Radio Liberty faces Die Hard moment, Russia’s government website reports

Radio Liberty Drawing by Alexei Yorsh

BBG Watch Commentary

Radio Liberty Drawing by Alexei Yorsh

Radio Liberty Drawing by Alexei Yorsh

Russia Beyond the Headlines English-language news website run by a leading Russian daily Rossiyskaya Gazeta, the Russian government’s paper of record and a general-interest daily newspaper, re-published an article from opposition newspaper Novaya Gazeta by fired Radio Liberty journalist Elena Rykovtseva who describes how Radio Liberty in Exile journalists and their supporters continue their struggle to save their station’s reputation and media freedom mission in Russia.

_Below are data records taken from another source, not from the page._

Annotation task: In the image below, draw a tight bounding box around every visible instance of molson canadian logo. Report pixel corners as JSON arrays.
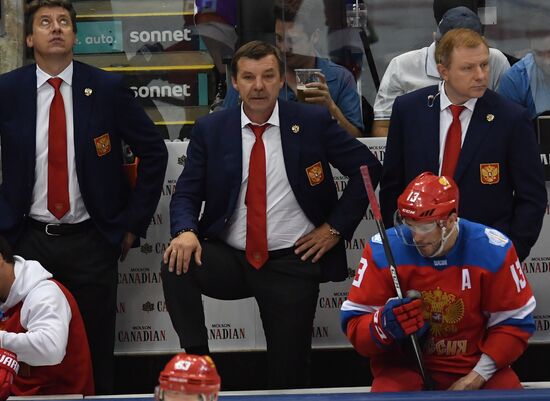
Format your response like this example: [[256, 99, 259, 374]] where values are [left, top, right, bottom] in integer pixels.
[[117, 325, 166, 343], [118, 267, 161, 284], [208, 323, 246, 340]]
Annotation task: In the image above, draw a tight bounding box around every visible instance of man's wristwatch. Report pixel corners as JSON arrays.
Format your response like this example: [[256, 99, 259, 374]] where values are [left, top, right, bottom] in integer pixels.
[[328, 226, 341, 237], [172, 228, 198, 239]]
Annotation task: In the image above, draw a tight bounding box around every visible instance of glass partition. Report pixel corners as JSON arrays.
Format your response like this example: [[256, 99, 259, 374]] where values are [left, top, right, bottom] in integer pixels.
[[67, 0, 550, 139]]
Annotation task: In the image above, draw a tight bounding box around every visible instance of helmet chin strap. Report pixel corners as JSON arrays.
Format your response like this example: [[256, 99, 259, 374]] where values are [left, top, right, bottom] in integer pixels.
[[417, 217, 460, 258]]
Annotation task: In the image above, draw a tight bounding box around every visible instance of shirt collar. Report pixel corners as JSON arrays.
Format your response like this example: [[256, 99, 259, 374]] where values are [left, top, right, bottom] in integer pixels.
[[36, 61, 73, 88], [241, 101, 280, 128], [439, 81, 477, 113]]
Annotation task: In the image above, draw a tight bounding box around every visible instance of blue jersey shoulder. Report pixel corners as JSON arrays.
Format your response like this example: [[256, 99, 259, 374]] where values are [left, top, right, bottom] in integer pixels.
[[369, 219, 512, 272]]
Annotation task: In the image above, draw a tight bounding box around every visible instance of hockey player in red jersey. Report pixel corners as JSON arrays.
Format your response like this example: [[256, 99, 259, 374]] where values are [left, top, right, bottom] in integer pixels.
[[155, 353, 220, 401], [341, 173, 536, 391], [0, 236, 94, 394]]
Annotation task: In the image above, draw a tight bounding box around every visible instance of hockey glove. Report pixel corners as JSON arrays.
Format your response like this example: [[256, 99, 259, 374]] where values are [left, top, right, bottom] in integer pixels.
[[370, 298, 428, 347], [0, 348, 19, 401]]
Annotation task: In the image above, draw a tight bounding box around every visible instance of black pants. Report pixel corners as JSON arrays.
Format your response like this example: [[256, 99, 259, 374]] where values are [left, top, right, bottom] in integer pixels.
[[161, 241, 321, 388], [15, 222, 120, 394]]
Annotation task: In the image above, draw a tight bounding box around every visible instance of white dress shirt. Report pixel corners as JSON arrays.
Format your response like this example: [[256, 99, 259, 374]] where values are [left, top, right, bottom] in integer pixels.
[[29, 62, 90, 223], [439, 81, 477, 175], [222, 103, 315, 251]]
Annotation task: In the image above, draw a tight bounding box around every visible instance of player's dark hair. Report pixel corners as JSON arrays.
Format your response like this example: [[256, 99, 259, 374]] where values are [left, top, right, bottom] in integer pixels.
[[231, 40, 285, 78]]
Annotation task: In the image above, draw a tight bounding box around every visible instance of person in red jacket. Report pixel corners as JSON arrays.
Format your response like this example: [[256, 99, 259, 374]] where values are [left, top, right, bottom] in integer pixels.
[[0, 236, 94, 396]]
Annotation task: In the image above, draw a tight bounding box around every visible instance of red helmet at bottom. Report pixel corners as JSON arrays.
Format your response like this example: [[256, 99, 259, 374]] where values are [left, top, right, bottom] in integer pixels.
[[397, 172, 458, 222], [155, 353, 221, 401]]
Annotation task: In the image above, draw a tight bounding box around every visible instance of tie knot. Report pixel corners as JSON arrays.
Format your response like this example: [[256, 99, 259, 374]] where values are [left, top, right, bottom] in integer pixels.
[[48, 77, 63, 91], [248, 124, 269, 139], [449, 104, 465, 119]]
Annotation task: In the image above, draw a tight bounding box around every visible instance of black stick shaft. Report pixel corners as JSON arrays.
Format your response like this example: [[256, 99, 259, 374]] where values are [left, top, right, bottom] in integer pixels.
[[361, 166, 432, 389]]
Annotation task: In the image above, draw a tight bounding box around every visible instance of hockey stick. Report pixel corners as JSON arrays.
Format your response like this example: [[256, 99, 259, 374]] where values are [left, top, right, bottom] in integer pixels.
[[361, 166, 433, 390]]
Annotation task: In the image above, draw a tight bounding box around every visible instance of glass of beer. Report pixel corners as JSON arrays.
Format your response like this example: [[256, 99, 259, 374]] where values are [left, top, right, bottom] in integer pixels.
[[294, 68, 321, 102]]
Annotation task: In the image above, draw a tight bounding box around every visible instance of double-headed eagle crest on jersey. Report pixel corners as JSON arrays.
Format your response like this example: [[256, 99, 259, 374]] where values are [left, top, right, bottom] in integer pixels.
[[479, 163, 500, 185], [422, 287, 464, 337]]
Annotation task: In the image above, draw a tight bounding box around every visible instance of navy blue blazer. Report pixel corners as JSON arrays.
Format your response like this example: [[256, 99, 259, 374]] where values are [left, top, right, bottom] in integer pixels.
[[170, 100, 381, 281], [0, 61, 168, 247], [380, 86, 547, 260]]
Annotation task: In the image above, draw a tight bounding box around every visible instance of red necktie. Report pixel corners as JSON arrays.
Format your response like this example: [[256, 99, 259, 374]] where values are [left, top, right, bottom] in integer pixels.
[[441, 104, 464, 177], [245, 124, 269, 269], [48, 78, 69, 219]]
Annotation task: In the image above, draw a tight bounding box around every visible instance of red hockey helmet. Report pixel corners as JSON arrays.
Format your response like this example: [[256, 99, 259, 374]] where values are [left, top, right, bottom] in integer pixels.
[[397, 172, 458, 222], [158, 353, 221, 401]]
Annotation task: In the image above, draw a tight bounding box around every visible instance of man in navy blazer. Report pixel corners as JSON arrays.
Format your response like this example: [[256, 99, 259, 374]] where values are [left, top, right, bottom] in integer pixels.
[[161, 41, 381, 388], [0, 0, 167, 394], [380, 29, 547, 260]]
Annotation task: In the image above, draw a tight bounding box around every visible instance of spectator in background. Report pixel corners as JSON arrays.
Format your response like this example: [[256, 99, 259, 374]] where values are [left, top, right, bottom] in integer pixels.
[[224, 0, 363, 137], [155, 353, 221, 401], [195, 0, 237, 110], [380, 29, 547, 261], [342, 173, 536, 390], [372, 0, 510, 136], [0, 236, 94, 396], [0, 0, 168, 394], [161, 41, 380, 388], [498, 32, 550, 119]]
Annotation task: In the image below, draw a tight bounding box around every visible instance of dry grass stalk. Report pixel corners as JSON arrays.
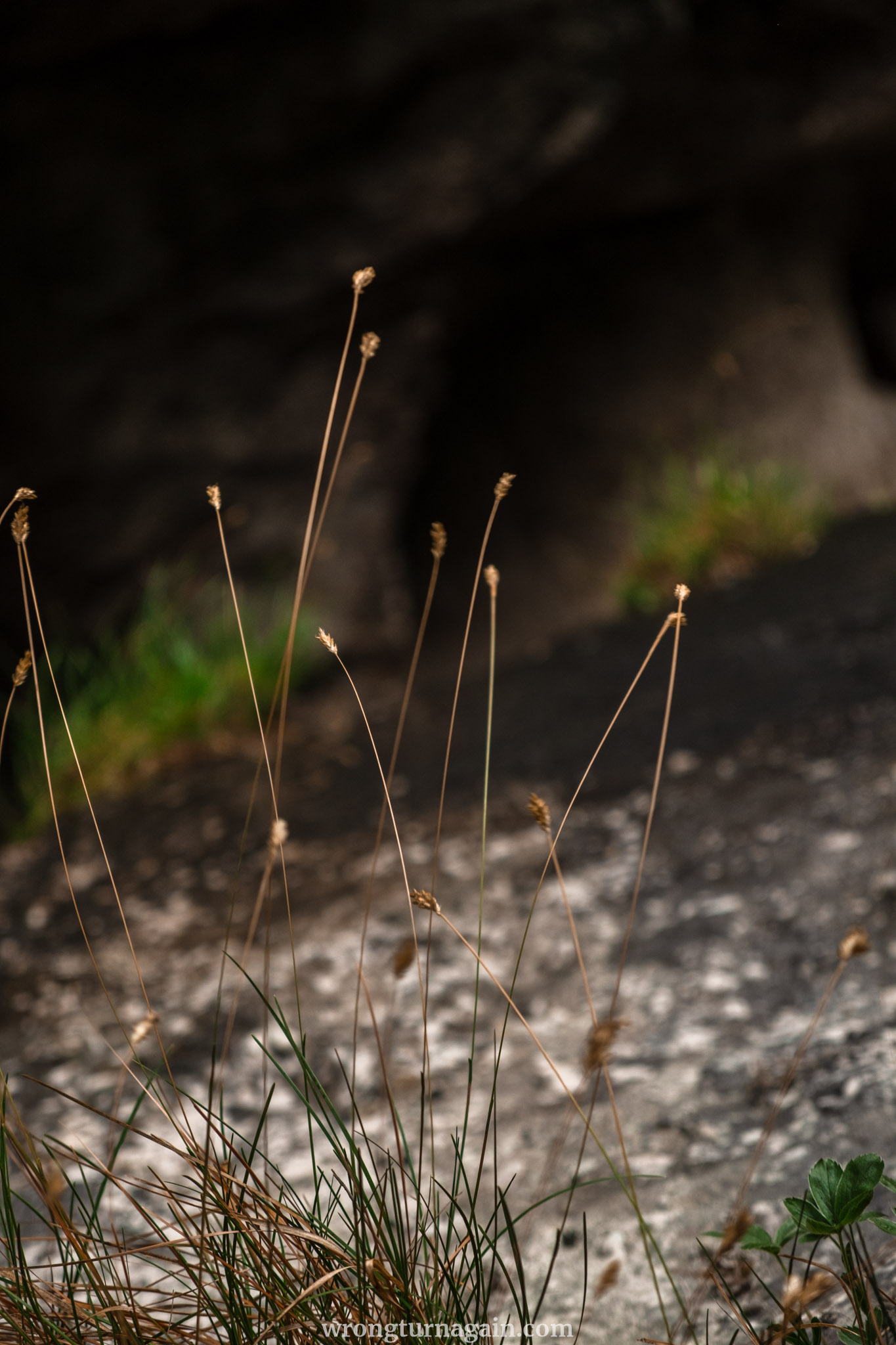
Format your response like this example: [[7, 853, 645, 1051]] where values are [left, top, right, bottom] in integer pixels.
[[393, 937, 416, 981], [837, 925, 870, 961], [352, 267, 376, 295], [430, 523, 447, 561], [12, 650, 31, 686], [594, 1256, 622, 1298], [12, 504, 31, 546], [584, 1018, 628, 1074], [357, 332, 380, 359], [528, 793, 551, 835]]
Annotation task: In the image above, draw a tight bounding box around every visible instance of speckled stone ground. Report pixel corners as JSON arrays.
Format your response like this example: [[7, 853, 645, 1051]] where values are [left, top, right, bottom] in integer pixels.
[[0, 511, 896, 1341]]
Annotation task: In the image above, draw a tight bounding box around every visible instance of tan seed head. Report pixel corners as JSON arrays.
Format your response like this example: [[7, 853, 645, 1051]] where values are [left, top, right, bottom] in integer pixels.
[[11, 504, 31, 546], [430, 523, 447, 561], [352, 267, 376, 295], [357, 332, 380, 359], [393, 939, 414, 981], [837, 925, 870, 961], [131, 1009, 158, 1050], [529, 793, 551, 831], [12, 650, 31, 686], [584, 1018, 626, 1074], [411, 888, 442, 916], [594, 1256, 622, 1298], [267, 818, 289, 851]]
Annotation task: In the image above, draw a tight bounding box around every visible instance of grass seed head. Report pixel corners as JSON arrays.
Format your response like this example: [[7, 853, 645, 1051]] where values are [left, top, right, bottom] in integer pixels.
[[131, 1009, 158, 1050], [393, 939, 414, 981], [11, 504, 31, 546], [352, 267, 376, 295], [584, 1018, 626, 1074], [357, 332, 380, 359], [837, 925, 870, 961], [528, 793, 551, 833], [594, 1256, 622, 1298], [12, 650, 31, 686], [267, 818, 289, 852], [430, 523, 447, 561], [411, 888, 442, 916]]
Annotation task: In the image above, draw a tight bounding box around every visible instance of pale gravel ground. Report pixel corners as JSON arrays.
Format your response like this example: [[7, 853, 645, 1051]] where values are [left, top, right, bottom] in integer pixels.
[[0, 701, 896, 1341]]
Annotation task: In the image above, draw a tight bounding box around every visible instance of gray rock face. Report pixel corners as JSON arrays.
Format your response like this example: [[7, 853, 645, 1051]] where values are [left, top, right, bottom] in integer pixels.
[[7, 0, 896, 648]]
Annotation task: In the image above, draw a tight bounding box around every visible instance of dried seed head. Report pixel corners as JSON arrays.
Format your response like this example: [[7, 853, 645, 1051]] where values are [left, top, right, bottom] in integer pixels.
[[11, 504, 31, 546], [358, 332, 380, 359], [780, 1269, 837, 1315], [584, 1018, 626, 1074], [719, 1209, 752, 1256], [411, 888, 442, 916], [267, 818, 289, 852], [430, 523, 447, 561], [837, 925, 870, 961], [594, 1256, 622, 1298], [12, 650, 31, 686], [352, 267, 376, 295], [131, 1009, 158, 1050], [393, 939, 414, 981], [529, 793, 551, 831]]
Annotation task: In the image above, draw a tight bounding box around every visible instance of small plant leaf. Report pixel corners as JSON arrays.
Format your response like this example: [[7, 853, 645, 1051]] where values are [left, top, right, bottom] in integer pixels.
[[838, 1154, 884, 1228], [809, 1158, 843, 1222], [740, 1224, 780, 1256], [784, 1196, 837, 1243]]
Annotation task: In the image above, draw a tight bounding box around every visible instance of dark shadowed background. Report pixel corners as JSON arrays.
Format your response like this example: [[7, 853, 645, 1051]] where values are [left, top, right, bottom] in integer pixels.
[[0, 0, 896, 699]]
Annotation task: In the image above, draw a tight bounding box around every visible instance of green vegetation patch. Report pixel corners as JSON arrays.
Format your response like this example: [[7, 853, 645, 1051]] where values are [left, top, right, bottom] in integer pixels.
[[616, 451, 830, 612], [16, 567, 310, 831]]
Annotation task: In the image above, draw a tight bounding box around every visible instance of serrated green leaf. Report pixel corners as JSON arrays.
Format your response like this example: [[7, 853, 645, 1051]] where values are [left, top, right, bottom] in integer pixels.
[[809, 1158, 843, 1223], [833, 1154, 884, 1228], [740, 1224, 780, 1256], [784, 1196, 837, 1243]]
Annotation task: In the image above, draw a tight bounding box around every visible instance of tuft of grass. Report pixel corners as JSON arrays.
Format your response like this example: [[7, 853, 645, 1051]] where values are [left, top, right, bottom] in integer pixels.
[[616, 448, 829, 612], [16, 566, 315, 833]]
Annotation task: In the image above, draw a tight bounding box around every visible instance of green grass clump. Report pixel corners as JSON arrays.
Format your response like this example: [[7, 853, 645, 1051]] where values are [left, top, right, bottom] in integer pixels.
[[616, 451, 828, 612], [18, 566, 311, 831]]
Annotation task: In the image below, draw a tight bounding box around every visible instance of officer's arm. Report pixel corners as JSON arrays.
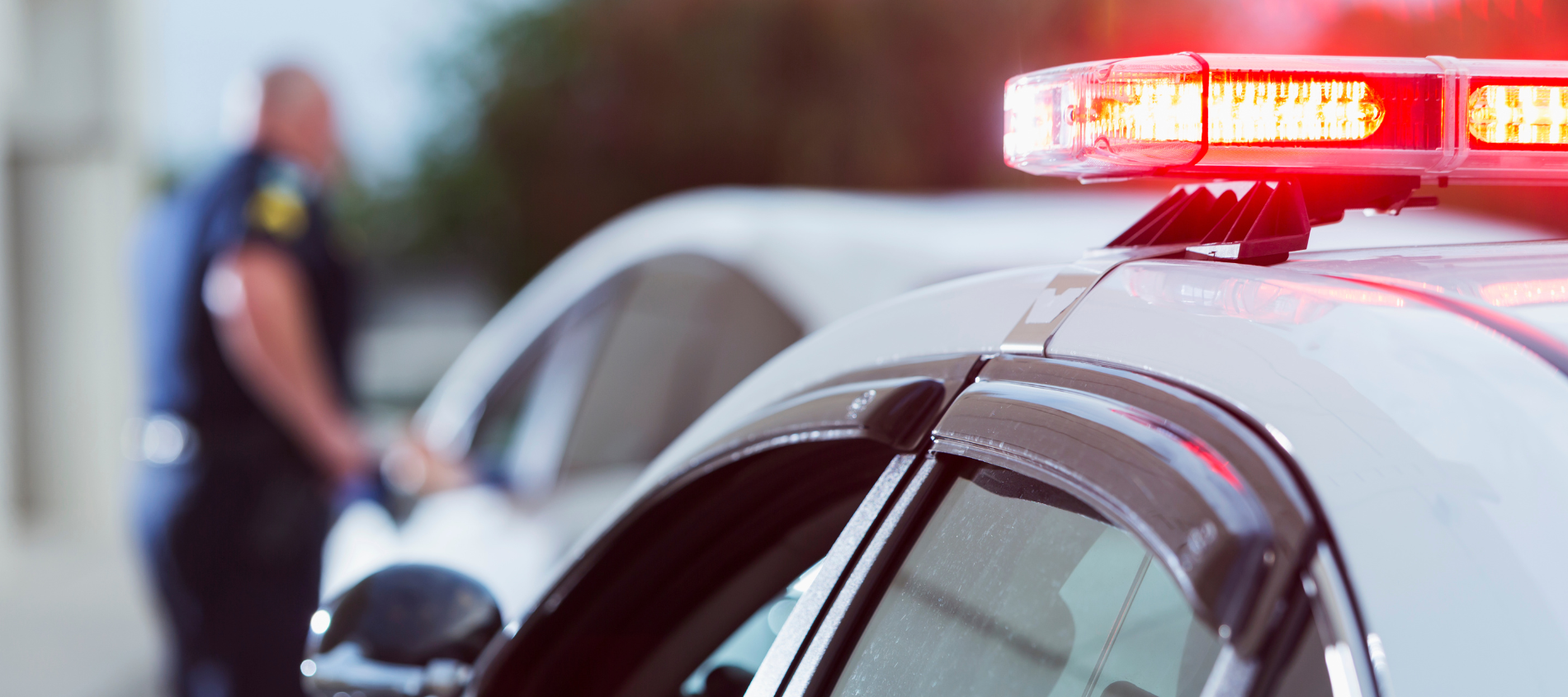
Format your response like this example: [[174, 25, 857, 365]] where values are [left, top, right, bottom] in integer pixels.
[[202, 243, 369, 479]]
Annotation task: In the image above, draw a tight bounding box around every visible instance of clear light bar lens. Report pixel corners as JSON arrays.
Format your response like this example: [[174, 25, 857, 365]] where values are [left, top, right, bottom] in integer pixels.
[[1209, 72, 1383, 143], [1469, 85, 1568, 146]]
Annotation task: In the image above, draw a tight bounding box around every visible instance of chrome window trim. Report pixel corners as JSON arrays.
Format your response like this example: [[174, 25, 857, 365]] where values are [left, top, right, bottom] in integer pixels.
[[746, 454, 916, 697], [1301, 542, 1388, 697], [774, 456, 937, 697], [1200, 641, 1258, 697]]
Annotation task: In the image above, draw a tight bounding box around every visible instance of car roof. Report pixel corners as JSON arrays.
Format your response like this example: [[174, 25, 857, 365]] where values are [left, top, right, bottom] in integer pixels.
[[627, 234, 1568, 694], [418, 186, 1551, 446]]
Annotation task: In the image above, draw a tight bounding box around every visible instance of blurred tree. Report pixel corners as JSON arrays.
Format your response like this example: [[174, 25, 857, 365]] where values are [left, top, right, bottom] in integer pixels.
[[373, 0, 1568, 293]]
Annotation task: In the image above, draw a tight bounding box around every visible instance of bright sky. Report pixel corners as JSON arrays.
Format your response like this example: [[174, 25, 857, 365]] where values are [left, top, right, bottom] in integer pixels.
[[143, 0, 528, 177]]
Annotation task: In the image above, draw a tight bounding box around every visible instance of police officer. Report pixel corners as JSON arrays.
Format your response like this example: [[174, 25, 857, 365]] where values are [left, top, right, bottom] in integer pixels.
[[138, 68, 371, 697]]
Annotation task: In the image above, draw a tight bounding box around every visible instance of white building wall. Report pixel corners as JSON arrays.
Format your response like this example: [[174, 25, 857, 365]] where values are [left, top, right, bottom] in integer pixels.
[[0, 0, 143, 540], [0, 0, 21, 558]]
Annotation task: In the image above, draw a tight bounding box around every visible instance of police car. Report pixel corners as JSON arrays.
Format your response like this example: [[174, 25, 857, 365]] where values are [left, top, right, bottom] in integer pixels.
[[301, 54, 1568, 697]]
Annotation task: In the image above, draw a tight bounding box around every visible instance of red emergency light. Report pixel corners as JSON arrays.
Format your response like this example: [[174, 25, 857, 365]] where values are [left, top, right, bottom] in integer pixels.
[[1004, 54, 1568, 181]]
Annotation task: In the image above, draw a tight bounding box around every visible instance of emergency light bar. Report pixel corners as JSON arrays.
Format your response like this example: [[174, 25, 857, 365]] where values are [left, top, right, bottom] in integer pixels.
[[1002, 54, 1568, 181]]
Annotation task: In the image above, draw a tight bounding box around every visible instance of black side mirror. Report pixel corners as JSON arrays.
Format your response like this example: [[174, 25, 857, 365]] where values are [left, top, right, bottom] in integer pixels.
[[300, 564, 502, 697]]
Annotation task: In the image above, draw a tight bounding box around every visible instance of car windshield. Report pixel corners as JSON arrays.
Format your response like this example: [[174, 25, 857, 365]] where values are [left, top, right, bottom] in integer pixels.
[[681, 561, 822, 697]]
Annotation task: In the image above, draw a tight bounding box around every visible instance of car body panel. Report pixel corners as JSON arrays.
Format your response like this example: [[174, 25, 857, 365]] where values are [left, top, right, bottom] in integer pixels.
[[1047, 253, 1568, 694], [417, 188, 1155, 450]]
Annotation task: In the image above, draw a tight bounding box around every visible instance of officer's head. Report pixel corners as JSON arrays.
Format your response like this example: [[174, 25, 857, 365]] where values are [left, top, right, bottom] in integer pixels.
[[256, 66, 338, 176]]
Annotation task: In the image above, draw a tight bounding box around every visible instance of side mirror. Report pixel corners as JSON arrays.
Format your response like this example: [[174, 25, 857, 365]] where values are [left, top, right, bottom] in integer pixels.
[[300, 564, 502, 697]]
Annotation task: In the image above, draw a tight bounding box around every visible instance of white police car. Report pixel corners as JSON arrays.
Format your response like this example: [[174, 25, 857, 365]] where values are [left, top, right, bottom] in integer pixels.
[[301, 54, 1568, 697]]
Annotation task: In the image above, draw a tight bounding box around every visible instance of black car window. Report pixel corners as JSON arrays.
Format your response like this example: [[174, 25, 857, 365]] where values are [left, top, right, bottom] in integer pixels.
[[681, 563, 822, 697], [479, 440, 895, 697], [1265, 610, 1334, 697], [833, 459, 1220, 697]]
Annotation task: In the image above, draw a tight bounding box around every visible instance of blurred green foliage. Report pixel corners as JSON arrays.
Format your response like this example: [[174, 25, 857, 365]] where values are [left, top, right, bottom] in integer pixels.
[[356, 0, 1568, 293]]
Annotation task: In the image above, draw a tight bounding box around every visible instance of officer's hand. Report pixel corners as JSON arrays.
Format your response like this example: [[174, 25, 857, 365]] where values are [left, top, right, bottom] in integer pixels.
[[381, 431, 477, 497]]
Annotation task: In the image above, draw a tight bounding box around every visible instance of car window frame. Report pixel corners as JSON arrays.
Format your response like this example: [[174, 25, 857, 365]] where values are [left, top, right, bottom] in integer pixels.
[[472, 354, 983, 694], [758, 356, 1323, 697]]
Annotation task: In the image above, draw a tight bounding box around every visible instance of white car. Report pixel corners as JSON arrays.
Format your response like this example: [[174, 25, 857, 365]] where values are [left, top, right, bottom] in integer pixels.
[[301, 54, 1568, 697]]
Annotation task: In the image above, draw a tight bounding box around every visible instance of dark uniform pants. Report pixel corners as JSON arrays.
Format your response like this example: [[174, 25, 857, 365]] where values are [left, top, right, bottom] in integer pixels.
[[138, 448, 329, 697]]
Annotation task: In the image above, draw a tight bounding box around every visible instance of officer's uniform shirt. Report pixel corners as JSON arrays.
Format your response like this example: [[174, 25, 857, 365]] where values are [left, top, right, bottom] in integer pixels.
[[136, 150, 350, 695]]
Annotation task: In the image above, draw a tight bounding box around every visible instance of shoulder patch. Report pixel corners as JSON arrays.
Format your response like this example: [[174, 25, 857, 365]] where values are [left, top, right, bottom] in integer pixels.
[[244, 183, 310, 241]]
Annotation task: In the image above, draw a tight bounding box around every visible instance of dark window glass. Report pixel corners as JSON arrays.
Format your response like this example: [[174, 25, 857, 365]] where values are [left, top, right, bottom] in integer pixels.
[[681, 563, 822, 697], [833, 465, 1220, 697], [469, 256, 801, 540], [1268, 622, 1334, 697]]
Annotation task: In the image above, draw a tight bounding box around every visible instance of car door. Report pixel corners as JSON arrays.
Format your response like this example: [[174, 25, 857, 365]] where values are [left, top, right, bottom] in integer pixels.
[[479, 357, 1372, 697], [765, 357, 1375, 697]]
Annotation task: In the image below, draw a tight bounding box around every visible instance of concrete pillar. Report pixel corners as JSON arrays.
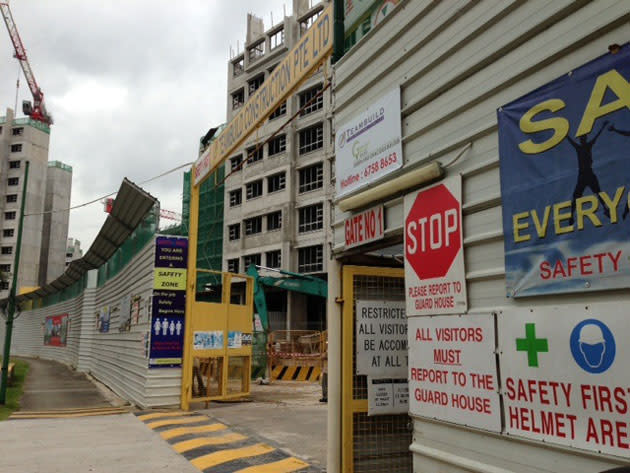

The irony is that an English-language website of the the Russian government’s paper of record can report objectively and comprehensively on the Radio Liberty crisis, while Radio Free Europe/Radio Liberty, where some of the managers appointed by Steven Korn continue to be in control of RFE/RL Russian and English websites, still can’t offer full and unbiased coverage of the controversy which resulted from the firing of journalists and programming changes instituted by the former management team. The Russian government’s website would not be able to engage on its own in direct criticism of President Putin, but the article it posted is critical of the Kremlin, in addition to being critical of the former American management of RFE/RL. The irony is that the op-ed is far more objective than what RFE/RL reported on the controversy so far.

Let’s hope that new RFE/RL president Kevin Klose will soon implement his vision of journalistic excellence and will eliminate fear and self-censorship.

Fired Radio Liberty journalist Elena Rykovtseva wrote in her article in Novaya Gazeta, as republished in English in Russia Beyond the Headlines.

In late December, the president of (RFE/RL) Radio Liberty resigned and was replaced by Kevin Klose, who also led the station in the mid-1990s. The group of dismissed journalists wrote a letter to him asking him to act on the situation. It was signed by 20 current employees of the Russian service and 15 of Radio Liberty’s correspondents abroad. In late February, Klose came to Moscow and met with human rights activists and the dismissed journalists.

On March 1, Radio Liberty celebrated the 60th anniversary of its first broadcast.

It remains to be seen if the dismissed journalists will be allowed to return to the station, but the story proves that Radio Liberty can manage to survive no matter if the threats it faces come from internal or external forces. At least, the credits have yet to roll on this movie.